[Bazel CI] library tests are failing with Bazel@HEAD
CI: https://buildkite.com/bazel/bazel-at-head-plus-downstream/builds/3841#018f5b83-19fe-48b2-b301-77acb6e1c285
Platform: Ubuntu
Logs:
FAILED: //tests/library-empty:library-empty (Summary)
FAILED: //tests/library-with-static-cc-dep:library-with-static-cc-dep-dynamic (Summary)

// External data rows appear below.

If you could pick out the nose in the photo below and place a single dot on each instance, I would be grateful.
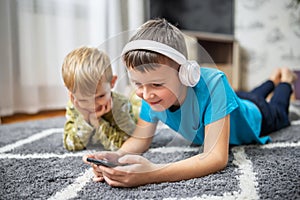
(145, 93)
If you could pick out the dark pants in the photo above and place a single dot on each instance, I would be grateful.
(275, 114)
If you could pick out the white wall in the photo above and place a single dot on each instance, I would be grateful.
(269, 35)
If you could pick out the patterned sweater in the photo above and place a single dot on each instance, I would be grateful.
(115, 127)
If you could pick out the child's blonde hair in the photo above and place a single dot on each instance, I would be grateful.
(159, 30)
(84, 68)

Culprit: https://github.com/bazelbuild/bazel/commit/2482322fedb463e0bbecd29c5e8e6d0f087ed884
CC Greenteam @mai93 @Wyverald
CC @aherrmann @mboes
The error message is a bit puzzling:
==================== Test output for //tests/indirect-link:indirect-link-dynamic:
/var/lib/buildkite-agent/.cache/bazel/_bazel_buildkite-agent/2aebe93b1a8f9ac29a2a4c83872246a4/sandbox/linux-sandbox/1928/execroot/rules_haskell_tests/bazel-out/k8-fastbuild/bin/tests/indirect-link/indirect-link-dynamic.runfiles/rules_haskell_tests/tests/indirect-link/indirect-link-dynamic: error while loading shared libraries: libHSrts-1.0.2_thr-ghc9.4.6.so: cannot open shared object file: No such file or directory
================================================================================
==================== Test output for //tests/indirect-link:indirect-link-dynamic:
/var/lib/buildkite-agent/.cache/bazel/_bazel_buildkite-agent/2aebe93b1a8f9ac29a2a4c83872246a4/sandbox/linux-sandbox/1939/execroot/rules_haskell_tests/bazel-out/k8-fastbuild/bin/tests/indirect-link/indirect-link-dynamic.runfiles/rules_haskell_tests/tests/indirect-link/indirect-link-dynamic: error while loading shared libraries: libHSrts-1.0.2_thr-ghc9.4.6.so: cannot open shared object file: No such file or directory
================================================================================
==================== Test output for //tests/indirect-link:indirect-link-dynamic:
/var/lib/buildkite-agent/.cache/bazel/_bazel_buildkite-agent/2aebe93b1a8f9ac29a2a4c83872246a4/sandbox/linux-sandbox/1955/execroot/rules_haskell_tests/bazel-out/k8-fastbuild/bin/tests/indirect-link/indirect-link-dynamic.runfiles/rules_haskell_tests/tests/indirect-link/indirect-link-dynamic: error while loading shared libraries: libHSrts-1.0.2_thr-ghc9.4.6.so: cannot open shared object file: No such file or directory
================================================================================
IIUC the effective change of https://github.com/bazelbuild/bazel/commit/2482322fedb463e0bbecd29c5e8e6d0f087ed884 is to turn
-lstdc++ -lm
...
-Wl,-no-as-needed -no-as-needed
into
-Wl,--push-state,-as-needed -lstdc++ -Wl,--pop-state
-Wl,--push-state,-as-needed -lm -Wl,--pop-state
...
-Wl,-no-as-needed
@avdv is this something you could look into?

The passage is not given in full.